During their Estonia trip — also attended by Mr. Graham and Senators John E. Sununu, Republican of New Hampshire, and Susan Collins, Republican of Maine — Mr. McCain and Mrs. Clinton were the ones recognized as they walked through the streets of the capital, Tallinn.

It was during their joint trip to Iraq in late February 2005 that Mr. McCain and Mrs. Clinton appeared via satellite on “Meet the Press,” an appearance that put their civility on display. When Mr. Russert asked Mr. McCain at the end of the interview whether he thought Mrs. Clinton would make a good president, Mrs. Clinton came to his rescue, saying: “Oh, we can’t hear you, Tim!”

“Yeah, you’re breaking up,” Mr. McCain added, laughing. But then he said: “I happen to be a Republican and would support, obviously, a Republican nominee, but I have no doubt that Senator Clinton would make a good president.”

Asked the same question about him, Mrs. Clinton replied without skipping a beat: “Absolutely.”

Mr. McCain’s advisers played down their relationship, saying he was friendly with a number of Democrats. “They underscore their differences every day,” John Weaver, a political adviser to the senator, said of Mr. McCain and Mrs. Clinton. “That doesn’t mean you treat each other less civilly.”

Philippe Reines, a spokesman for Mrs. Clinton, said: “They are colleagues who have worked and traveled together on issues of interest to both, such as support for our military and global warming, and they agree to disagree on issues such as requiring greater scrutiny of foreign government ownership of our ports.”
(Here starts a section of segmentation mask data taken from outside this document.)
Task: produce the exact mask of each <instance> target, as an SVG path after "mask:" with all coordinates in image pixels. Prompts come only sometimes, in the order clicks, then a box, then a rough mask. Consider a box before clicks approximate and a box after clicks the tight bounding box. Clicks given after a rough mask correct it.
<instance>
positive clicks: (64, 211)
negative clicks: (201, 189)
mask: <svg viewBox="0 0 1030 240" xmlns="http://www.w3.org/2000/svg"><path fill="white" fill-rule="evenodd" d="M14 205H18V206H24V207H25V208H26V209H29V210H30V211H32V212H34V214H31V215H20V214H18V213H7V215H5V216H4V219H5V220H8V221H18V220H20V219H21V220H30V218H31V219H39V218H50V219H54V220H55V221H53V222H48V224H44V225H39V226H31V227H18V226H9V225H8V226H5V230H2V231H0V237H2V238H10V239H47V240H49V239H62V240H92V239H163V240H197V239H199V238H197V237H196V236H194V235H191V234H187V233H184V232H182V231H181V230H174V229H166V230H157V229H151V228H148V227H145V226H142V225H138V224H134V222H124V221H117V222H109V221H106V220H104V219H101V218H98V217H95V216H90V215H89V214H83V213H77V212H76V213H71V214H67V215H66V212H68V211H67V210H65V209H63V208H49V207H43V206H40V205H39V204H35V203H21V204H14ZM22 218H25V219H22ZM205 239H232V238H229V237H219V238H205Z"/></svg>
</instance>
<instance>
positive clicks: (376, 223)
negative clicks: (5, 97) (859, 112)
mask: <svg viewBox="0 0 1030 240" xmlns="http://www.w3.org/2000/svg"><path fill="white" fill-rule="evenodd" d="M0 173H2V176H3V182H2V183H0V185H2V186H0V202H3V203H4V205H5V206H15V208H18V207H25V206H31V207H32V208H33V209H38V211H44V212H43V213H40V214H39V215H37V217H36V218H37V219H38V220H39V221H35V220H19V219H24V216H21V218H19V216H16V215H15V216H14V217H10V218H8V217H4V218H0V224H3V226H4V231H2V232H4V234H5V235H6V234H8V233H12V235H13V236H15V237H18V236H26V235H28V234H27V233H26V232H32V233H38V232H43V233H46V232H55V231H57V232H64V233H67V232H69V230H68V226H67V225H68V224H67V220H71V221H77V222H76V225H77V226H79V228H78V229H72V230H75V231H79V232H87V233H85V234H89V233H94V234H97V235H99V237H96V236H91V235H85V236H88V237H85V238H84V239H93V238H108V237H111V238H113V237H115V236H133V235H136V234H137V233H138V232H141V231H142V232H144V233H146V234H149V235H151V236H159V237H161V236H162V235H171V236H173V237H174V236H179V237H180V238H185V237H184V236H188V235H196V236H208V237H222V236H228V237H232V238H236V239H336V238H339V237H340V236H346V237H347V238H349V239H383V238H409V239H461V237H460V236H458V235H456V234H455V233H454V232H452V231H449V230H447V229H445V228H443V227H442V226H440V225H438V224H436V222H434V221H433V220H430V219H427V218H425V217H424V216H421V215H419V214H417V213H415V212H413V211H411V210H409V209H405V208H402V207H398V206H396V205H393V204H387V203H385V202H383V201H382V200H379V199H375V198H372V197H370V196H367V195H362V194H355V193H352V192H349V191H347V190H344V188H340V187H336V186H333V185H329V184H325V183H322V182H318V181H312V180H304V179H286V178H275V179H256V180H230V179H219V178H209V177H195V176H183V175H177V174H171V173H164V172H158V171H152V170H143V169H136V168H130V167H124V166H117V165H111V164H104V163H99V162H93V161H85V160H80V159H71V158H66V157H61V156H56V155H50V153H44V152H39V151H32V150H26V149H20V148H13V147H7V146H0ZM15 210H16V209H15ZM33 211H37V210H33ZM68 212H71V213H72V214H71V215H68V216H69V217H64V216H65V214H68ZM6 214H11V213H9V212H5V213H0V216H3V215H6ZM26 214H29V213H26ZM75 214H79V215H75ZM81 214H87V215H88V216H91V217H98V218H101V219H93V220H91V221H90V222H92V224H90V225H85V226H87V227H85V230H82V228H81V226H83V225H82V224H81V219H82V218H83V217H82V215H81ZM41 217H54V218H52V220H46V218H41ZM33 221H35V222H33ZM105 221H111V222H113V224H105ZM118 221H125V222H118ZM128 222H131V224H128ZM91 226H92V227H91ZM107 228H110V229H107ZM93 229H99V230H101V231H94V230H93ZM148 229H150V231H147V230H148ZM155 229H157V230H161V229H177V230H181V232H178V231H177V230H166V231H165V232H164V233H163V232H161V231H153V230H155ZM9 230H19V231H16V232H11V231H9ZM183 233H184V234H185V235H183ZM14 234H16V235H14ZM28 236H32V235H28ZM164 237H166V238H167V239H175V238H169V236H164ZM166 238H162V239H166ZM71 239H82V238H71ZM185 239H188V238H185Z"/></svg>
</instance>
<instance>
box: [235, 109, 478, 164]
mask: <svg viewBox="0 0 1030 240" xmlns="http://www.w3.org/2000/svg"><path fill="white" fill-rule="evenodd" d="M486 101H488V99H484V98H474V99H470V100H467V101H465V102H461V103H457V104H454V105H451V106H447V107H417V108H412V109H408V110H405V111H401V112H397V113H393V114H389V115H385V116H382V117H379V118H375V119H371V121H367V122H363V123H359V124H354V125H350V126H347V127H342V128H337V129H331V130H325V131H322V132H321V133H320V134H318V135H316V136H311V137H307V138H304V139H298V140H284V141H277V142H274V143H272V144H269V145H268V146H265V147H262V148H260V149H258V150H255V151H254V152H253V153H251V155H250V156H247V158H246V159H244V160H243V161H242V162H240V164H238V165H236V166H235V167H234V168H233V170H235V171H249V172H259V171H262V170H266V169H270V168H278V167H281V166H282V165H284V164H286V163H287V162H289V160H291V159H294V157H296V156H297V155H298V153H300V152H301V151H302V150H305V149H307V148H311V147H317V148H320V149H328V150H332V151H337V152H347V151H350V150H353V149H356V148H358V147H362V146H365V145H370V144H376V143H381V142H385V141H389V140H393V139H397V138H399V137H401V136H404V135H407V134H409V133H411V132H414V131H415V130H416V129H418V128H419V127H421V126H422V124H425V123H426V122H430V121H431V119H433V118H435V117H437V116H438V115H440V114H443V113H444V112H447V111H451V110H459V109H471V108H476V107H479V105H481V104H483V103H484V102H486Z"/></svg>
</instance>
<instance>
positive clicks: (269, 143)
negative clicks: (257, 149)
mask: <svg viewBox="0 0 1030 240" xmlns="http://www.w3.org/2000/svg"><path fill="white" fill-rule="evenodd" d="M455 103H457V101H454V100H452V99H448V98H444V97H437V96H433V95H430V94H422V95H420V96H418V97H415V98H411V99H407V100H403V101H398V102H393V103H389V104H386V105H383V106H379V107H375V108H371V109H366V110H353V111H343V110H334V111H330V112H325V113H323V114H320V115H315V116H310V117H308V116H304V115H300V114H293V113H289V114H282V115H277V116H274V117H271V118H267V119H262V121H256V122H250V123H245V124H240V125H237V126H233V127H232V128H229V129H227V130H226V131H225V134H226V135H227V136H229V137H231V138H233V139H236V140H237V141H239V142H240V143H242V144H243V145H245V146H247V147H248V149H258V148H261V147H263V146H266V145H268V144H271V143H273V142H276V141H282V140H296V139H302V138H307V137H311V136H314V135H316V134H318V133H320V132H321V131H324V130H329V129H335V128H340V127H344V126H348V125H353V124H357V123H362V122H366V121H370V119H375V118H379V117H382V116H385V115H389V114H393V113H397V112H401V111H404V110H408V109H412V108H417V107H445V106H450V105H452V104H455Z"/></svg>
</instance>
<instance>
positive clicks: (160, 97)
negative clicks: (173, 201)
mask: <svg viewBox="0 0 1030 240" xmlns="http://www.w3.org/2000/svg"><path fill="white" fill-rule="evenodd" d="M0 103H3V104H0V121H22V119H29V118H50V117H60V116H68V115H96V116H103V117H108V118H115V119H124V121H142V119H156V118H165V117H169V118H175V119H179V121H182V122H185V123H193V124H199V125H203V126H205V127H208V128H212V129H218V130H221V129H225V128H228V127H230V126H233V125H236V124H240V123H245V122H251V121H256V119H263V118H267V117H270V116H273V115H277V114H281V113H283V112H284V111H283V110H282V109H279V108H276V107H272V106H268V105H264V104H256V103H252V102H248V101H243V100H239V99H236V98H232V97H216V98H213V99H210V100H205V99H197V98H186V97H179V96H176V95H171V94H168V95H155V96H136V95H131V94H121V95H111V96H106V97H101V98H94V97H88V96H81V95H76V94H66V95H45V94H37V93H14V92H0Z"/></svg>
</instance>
But Mr. Reines said Mrs. Clinton’s advisers had not noticed any recent changes in her relationship with Mr. McCain, and he declined to elaborate on the rounds of vodka.

“What happens in Estonia stays in Estonia,” Mr. Reines said.

Ray G.
07-30-2006, 07:37 PM
I read about McCain's son in the papers today. Impressive kid. I'm sure his family's very proud, and I hope he comes home safe.